Back in April, a frantic, yet vivacious acquaintance burst into a honeymoon suite in Ogden,Utah.  In a pre-meditated scheme, the groom kicked the father of the bride in the groin, shoveled him out the window, latched onto the unwelcome intruder, and then the two dashed back to the hills ofNorthwest Arkansas.  All this happening before the marriage was even consummated.  And at that particular moment, Jerry Bovee (the bewildered father of the bride) didn’t realize the blessing which had been bestowed upon him and his Weber State athletic family.
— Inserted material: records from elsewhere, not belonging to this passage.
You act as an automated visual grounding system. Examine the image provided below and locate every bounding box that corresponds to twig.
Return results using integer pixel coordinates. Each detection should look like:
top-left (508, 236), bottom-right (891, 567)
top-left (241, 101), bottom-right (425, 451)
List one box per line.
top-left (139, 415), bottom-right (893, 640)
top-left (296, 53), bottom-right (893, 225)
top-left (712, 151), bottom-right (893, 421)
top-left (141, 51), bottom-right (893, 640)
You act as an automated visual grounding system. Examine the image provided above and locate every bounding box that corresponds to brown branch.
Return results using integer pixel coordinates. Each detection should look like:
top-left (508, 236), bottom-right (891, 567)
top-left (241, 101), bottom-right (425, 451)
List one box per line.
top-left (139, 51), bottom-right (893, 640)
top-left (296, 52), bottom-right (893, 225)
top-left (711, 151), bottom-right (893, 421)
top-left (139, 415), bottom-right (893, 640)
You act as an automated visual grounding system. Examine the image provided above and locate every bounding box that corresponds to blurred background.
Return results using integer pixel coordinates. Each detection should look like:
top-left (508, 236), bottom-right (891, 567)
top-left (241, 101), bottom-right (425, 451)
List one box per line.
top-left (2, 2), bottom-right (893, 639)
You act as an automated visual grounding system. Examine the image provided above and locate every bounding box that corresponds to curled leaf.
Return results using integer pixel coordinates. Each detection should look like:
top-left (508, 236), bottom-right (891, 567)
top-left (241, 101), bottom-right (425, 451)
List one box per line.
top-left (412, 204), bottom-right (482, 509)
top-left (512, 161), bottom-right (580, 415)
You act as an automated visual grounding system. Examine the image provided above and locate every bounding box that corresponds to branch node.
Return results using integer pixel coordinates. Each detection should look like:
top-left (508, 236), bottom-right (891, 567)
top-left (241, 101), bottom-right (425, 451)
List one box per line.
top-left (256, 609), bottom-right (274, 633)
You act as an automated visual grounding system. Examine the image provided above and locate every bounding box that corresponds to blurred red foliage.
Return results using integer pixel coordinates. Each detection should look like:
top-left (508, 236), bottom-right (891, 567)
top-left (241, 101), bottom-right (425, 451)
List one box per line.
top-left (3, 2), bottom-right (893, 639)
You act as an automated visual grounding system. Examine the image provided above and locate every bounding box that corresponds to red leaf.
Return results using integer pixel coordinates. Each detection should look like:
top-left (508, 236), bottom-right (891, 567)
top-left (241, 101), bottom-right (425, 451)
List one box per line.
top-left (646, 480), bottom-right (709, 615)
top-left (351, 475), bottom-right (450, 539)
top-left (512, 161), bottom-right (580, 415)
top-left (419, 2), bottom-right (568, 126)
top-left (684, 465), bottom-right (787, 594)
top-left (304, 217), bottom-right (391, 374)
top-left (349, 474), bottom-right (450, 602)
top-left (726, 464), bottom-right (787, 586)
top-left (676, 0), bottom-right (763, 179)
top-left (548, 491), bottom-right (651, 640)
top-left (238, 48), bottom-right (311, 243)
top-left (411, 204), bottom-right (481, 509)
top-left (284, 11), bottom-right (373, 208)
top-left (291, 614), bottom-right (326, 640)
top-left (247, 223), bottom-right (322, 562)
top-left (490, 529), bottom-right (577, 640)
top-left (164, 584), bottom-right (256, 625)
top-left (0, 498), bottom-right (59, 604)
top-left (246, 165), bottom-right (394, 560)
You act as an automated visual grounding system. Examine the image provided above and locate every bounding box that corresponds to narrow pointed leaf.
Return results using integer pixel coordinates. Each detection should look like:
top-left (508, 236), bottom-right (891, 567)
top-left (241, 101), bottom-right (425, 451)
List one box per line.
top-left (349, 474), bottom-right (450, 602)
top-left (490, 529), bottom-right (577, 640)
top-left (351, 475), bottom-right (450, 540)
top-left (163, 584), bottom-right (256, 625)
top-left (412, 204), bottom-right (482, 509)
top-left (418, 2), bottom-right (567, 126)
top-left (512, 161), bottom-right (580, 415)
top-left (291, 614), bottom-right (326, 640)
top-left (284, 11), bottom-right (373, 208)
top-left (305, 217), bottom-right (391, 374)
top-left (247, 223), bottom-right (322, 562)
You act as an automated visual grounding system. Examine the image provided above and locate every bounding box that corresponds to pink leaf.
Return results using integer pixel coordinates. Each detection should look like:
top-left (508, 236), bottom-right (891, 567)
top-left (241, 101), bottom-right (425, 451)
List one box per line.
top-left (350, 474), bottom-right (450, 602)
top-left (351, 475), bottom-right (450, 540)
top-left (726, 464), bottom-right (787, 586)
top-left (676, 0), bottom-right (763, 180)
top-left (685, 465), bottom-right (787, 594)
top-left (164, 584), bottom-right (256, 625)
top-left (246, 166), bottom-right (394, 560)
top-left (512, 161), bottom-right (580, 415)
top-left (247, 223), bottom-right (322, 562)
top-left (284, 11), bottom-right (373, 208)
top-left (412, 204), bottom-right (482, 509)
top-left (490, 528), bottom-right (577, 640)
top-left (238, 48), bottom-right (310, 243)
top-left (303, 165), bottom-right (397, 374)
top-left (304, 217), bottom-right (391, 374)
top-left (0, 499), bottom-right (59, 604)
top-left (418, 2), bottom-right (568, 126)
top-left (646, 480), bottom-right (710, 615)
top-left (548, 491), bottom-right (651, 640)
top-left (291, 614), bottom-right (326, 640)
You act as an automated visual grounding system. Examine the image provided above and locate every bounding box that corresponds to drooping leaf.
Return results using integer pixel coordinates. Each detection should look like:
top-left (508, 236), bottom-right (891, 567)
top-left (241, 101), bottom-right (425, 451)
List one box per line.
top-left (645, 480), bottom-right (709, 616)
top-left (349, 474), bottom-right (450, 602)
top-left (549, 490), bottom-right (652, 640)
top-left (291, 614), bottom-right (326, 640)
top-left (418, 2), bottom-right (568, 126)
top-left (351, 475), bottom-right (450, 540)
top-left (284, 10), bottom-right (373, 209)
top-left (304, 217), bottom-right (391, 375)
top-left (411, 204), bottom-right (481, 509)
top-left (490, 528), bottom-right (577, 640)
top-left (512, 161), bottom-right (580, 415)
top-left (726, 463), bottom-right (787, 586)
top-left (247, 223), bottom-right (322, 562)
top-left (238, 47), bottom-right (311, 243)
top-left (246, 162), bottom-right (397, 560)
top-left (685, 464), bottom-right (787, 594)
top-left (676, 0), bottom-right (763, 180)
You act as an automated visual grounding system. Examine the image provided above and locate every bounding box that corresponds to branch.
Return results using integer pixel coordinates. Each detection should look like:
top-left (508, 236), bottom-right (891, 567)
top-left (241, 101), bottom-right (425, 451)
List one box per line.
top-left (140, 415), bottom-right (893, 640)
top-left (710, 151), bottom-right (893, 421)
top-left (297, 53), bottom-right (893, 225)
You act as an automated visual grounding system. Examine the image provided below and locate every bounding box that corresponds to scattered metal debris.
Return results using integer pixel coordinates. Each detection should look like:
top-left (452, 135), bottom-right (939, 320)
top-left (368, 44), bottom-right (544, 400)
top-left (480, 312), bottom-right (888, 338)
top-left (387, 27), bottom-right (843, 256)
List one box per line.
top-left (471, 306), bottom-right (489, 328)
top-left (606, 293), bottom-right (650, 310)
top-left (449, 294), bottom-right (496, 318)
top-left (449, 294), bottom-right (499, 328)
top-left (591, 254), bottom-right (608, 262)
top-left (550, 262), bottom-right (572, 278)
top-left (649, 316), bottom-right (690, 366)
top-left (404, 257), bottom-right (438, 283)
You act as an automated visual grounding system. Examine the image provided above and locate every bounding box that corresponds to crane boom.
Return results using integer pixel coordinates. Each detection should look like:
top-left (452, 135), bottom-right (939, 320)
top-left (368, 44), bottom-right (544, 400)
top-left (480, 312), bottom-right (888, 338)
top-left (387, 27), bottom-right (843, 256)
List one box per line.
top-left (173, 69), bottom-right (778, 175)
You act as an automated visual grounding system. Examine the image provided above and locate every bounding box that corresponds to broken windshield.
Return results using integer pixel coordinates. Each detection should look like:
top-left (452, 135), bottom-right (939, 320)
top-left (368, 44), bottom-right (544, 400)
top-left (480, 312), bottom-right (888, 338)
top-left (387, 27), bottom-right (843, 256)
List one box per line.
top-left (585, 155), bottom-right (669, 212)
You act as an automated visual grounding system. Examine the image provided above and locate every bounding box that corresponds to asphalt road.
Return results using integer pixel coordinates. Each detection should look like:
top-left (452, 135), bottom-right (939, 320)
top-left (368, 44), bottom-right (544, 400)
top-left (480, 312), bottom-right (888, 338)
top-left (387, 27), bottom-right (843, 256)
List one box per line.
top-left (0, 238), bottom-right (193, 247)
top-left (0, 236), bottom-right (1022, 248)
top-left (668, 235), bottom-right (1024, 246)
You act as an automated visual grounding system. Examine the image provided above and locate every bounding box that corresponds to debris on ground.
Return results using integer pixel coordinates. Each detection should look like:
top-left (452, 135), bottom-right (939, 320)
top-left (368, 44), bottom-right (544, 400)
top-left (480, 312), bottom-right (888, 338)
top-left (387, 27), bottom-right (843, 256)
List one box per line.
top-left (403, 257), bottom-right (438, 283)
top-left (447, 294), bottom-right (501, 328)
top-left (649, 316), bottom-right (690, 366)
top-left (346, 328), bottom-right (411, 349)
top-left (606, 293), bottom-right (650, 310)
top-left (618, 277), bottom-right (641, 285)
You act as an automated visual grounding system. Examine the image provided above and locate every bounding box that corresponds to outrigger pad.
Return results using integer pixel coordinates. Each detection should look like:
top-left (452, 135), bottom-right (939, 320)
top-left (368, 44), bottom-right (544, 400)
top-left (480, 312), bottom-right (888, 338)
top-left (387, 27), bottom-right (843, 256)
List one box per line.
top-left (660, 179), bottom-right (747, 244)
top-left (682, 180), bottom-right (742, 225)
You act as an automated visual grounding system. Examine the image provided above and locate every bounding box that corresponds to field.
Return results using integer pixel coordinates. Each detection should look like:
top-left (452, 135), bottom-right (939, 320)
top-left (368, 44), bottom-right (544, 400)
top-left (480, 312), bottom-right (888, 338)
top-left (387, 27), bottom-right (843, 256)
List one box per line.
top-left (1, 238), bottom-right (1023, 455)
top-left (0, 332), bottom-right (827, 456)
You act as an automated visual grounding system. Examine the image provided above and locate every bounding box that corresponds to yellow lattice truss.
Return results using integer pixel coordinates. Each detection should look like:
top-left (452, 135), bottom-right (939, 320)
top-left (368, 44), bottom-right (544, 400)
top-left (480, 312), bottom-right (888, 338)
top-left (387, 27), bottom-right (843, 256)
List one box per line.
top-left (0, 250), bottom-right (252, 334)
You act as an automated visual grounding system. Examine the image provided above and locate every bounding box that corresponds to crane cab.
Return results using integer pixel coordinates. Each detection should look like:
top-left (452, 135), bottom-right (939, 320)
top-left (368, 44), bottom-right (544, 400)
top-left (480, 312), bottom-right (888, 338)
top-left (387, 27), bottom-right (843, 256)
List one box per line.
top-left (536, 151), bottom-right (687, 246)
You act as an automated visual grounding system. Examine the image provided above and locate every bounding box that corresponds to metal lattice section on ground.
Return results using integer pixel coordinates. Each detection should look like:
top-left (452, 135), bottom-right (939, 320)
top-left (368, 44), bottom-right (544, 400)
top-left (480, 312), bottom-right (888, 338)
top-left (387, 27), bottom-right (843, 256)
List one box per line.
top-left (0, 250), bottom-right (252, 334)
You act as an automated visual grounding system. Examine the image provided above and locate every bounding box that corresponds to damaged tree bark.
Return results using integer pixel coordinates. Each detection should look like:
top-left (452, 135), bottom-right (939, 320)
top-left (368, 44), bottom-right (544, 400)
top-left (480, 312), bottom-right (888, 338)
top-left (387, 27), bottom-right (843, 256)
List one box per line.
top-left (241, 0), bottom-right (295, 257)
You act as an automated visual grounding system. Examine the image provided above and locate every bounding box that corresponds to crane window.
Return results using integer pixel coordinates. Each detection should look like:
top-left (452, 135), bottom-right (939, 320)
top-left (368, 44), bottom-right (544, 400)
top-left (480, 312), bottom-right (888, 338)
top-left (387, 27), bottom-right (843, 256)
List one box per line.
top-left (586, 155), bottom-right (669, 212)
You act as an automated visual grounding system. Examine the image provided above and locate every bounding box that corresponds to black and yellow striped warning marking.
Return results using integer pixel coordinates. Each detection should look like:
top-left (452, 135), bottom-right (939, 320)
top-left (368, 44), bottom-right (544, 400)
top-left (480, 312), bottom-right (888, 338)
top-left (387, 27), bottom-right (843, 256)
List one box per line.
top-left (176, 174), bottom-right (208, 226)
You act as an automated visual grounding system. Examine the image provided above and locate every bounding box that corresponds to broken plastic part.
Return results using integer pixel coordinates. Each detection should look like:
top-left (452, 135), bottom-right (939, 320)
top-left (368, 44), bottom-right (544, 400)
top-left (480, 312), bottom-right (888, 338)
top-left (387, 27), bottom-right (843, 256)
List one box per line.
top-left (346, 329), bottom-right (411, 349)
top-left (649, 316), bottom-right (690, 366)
The original marriage contract was made in good faith between the two parties.  Both would have benefited from the arrangement.  However, the union was arranged before the groom learned that tragedy had struck the one for whom he had lusted for from afar. The pleasing damsel had been scorned by her former lover.  Distraught and disparaged, the fair maiden heard a low whisper from the lips of the deceiver – soothing words of comfort.   A promise to embrace and nurture a broken heart, if only, he were freed from his obligation in Ogden.  The cunning groom enticed the beautiful vixen to thrust a dagger deep into the heart of his waiting bride.  Then he would be free to run away with the interloper, nurse the nasty wound which had been inflicted by another, and take her to her promised glory.  So with deceit and forethought, John L turned his back on a simple, yet reliable future.  He forsook the ones that had taken him in from the cold and decreed that he wanted no part of their ordinary existence.   A life of matrimony to a “plain Jane”, living in a quaint little cottage, centered in a tiny village, and nestled away in an obscure and forgotten setting was no longer his cup of tea.  This man sold his soul and dying career for one more chance at fame, fortune, and a legacy of greatness – a chance to sit in the seat of honor in the “banquet hall of college football supremacy”.

Running off with the harlot while abandoning his vow to love and to hold – til death, do we part; John L seized the opportunity.   He would not pass up the opportunity.  A gateway which he knew that he must step through – or regret for the remainder of his life.  Commitment would not stand in his way.  Integrity was a badge of honor worn by fools and losers.  Distracters would disappear once the world realized the shrewdness of his actions.  No man would dare slap his face again – not even himself.

But had the guardians of either party given a closer examination of the baggage carried by J L Smith, the sentinels of the university family crest would have found stashed away in his dingy carpetbag – the comical costume of a clown, a deranged diary of ridiculous quotes, and tattered carton of empty promises and flawed decisions.  In his final swansong, Smith proved to be neither a faithful groom nor competent caregiver.  Rather an opportunist who ditched his bride, swooped up his mistress, and then stepped out into the path of an oncoming bus.

God has some quirky ways for extracting his vengeance – especially against those who prey on the less fortunate.  Though bruised and tattered, the Weber State family must be relieved, in hindsight, that they avoided the embarrassing antics of this bumbling court jester.  And while a limping Hog in lipstick is still a Hog; the Razorback legacy will survive the loss of a former love, an ill advised fling with a coaching clown, and the unpleasant talk associated with sleeping around to steal someone else’s groom.

However; J L Smith won’t be as fortunate.   He’s a coach on life support, waiting for the plug to be mercifully pulled:   The result of a fatal misstep at the corner of N. Razorback Road and W Maple Street- while on his way to a brighter future.  RIP: Coach Smith.